Paulson's dollar concerns? : 30-10-07

 

In comments on Tuesday US Treasury Secretary Paulson stated that ‘The United States is strongly committed to a strong U.S. dollar’.

This a subtle shift in language from Paulson’s recent remarks with the double use of the word strong. As far as the US Treasury is concerned, a weak dollar is beneficial as it will provide one important prop of support for the economy.

Paulson’s remarks may, therefore, be a significant first sign that the US Treasury will take the dollar’s decline more seriously and official comments will need to be watched very closely in the short term.

 

 

 

Central banks may curb dollar losses : 23-10-07

 

The central banks will not want to get dragged into a battle against the markets unless the dollar weakens substantially further and enters much more dangerous areas. It is still the case that open central bank intervention would probably not be triggered unless the dollar weakened beyond 1.50 against the Euro. There is, however, a greater scope for the governments and banks to take a significant behind the scenes role in the currency markets.

At a political level, there is likely to be some pressure on sovereign investment funds to curb any dollar selling, at least in the short term, while the US administration may also seek to prevent peg breaks by key Middle East governments.

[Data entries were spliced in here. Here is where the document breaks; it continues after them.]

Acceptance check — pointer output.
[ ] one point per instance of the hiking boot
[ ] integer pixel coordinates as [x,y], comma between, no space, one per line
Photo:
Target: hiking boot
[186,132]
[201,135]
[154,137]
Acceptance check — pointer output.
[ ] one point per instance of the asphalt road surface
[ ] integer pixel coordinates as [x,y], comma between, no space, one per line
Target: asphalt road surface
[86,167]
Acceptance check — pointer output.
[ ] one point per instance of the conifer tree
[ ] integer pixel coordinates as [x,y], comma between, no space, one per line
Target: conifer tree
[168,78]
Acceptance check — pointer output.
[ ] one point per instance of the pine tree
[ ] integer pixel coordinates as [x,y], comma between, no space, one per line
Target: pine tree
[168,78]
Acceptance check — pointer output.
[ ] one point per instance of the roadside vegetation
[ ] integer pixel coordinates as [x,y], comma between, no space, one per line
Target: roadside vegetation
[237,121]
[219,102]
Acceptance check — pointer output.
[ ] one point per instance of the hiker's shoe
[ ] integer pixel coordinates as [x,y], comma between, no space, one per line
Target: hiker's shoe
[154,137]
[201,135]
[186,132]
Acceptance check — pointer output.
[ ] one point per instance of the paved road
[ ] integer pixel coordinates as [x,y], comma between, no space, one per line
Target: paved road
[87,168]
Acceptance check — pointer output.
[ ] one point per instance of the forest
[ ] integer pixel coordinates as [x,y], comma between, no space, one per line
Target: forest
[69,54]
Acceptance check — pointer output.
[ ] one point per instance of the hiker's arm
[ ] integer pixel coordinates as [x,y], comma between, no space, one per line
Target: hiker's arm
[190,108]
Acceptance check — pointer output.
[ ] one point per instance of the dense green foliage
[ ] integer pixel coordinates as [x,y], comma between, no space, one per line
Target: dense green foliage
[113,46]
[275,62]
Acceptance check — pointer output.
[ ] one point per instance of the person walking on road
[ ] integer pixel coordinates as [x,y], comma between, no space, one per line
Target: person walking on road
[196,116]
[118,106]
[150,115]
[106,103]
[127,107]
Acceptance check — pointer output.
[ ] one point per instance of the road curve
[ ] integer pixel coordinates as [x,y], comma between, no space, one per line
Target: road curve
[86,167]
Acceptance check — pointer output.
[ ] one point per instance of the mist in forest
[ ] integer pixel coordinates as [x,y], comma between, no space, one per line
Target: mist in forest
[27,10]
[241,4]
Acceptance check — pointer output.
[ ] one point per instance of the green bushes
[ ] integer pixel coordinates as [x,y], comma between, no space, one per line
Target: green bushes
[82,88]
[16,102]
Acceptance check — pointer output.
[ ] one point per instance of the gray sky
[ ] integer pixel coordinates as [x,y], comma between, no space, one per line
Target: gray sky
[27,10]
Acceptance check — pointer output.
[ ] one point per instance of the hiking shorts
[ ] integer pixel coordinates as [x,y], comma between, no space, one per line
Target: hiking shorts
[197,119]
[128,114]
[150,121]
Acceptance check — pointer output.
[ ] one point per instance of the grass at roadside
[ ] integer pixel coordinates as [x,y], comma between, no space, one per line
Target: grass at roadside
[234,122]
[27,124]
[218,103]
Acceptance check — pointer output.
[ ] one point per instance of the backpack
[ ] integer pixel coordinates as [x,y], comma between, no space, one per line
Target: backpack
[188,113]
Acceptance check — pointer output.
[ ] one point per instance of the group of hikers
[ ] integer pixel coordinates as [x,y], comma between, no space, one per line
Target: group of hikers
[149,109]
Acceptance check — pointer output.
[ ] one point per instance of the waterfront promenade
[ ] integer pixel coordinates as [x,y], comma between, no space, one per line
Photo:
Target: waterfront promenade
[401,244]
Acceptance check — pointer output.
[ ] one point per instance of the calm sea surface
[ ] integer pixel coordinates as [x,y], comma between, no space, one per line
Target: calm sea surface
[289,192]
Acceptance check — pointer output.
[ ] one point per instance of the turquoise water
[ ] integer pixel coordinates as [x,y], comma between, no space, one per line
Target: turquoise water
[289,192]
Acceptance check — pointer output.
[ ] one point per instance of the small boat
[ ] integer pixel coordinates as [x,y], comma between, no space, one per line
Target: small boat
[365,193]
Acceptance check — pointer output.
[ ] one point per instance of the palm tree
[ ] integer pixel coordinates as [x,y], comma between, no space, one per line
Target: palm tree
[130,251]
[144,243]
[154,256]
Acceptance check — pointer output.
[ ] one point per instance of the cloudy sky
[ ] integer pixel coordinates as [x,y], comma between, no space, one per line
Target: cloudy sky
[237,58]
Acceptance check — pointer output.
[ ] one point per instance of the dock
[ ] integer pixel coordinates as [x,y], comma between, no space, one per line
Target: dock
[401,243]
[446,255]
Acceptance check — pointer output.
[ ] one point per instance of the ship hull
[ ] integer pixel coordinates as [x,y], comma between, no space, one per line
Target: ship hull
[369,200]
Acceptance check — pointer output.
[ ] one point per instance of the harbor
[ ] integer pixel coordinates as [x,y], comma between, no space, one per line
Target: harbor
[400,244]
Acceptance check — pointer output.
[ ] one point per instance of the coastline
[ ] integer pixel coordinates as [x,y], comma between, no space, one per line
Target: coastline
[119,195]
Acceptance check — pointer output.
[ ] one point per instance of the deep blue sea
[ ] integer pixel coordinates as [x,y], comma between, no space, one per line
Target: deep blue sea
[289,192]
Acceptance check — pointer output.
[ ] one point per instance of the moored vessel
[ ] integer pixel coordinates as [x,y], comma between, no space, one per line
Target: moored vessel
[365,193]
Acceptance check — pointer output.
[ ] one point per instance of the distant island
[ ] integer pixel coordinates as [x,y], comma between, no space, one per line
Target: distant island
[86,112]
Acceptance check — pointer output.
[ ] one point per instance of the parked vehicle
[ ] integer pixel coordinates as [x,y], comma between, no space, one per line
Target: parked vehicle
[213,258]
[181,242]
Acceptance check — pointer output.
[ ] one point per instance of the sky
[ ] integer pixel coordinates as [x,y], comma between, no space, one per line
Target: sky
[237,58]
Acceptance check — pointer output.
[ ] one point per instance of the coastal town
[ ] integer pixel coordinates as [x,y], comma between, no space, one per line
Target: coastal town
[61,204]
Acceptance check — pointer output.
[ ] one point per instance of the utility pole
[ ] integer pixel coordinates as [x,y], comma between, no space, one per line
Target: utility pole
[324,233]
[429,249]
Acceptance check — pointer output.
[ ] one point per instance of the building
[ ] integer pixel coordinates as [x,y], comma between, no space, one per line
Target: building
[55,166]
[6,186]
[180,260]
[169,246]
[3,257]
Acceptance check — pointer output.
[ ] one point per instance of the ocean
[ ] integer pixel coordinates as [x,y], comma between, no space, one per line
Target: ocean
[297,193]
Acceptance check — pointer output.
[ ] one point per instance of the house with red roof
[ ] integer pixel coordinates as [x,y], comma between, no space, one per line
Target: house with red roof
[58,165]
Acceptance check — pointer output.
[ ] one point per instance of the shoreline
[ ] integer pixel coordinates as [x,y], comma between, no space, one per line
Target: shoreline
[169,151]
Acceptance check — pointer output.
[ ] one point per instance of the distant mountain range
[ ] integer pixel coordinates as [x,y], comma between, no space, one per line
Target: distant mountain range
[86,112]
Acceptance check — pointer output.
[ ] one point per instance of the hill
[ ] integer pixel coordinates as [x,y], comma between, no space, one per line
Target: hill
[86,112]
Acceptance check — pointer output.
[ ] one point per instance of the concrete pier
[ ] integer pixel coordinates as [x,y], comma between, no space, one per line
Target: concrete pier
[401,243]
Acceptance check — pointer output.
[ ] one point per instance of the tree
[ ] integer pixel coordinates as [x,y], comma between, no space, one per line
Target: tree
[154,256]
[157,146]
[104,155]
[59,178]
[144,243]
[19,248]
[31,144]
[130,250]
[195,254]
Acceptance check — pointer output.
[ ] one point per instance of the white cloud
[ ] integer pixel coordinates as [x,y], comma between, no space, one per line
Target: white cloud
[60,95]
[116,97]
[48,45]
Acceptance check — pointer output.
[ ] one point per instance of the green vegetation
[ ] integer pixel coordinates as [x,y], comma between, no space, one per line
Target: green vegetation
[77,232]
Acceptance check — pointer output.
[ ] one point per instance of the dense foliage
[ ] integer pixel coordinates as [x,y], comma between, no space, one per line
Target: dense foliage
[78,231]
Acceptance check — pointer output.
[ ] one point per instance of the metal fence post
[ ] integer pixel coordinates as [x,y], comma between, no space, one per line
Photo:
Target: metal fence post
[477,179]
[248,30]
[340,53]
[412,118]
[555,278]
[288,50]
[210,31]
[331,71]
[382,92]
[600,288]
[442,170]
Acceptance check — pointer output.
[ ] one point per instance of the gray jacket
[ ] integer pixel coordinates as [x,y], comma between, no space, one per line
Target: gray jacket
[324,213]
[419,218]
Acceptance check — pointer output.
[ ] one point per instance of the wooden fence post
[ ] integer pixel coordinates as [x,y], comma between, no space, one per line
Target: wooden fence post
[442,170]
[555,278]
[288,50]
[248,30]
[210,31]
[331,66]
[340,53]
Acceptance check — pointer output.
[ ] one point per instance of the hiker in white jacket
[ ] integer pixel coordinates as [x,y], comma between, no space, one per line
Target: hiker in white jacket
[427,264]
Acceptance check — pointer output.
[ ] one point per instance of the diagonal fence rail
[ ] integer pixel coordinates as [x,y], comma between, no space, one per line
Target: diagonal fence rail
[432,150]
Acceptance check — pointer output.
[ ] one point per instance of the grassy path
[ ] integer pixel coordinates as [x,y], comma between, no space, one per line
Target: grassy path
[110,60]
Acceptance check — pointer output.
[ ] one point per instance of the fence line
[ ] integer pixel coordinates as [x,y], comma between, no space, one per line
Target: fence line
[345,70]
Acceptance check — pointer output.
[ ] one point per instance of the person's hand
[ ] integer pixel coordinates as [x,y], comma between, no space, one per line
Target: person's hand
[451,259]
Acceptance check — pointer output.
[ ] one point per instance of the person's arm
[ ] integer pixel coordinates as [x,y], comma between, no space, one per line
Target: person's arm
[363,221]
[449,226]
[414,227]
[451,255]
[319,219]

The central banks are also just as aware as the markets of important technical levels and will use this information to their advantage. For example, it is certainly within their scope to execute a large order to help push the Euro through support levels and trigger steeper dollar corrections stronger. This would keep market expectations within bounds and would help prevent markets seeing the dollar a one-way bet.

 

 

 

UK housing fears to increase : 11-10-07

 

The latest RICS house price survey reported a figure of -14.6 for September from -3.3 the previous month, the weakest reading for two years.

 

Caution is required as the survey reports the net balance of agents reporting that house prices have fallen. The survey does not indicate by how much prices have fallen and the survey can be negative when prices are broadly steady.

 

Nevertheless, the survey will reinforce concerns over the UK housing sector and will maintain pressure for the Bank of England to consider an early cut in interest rates.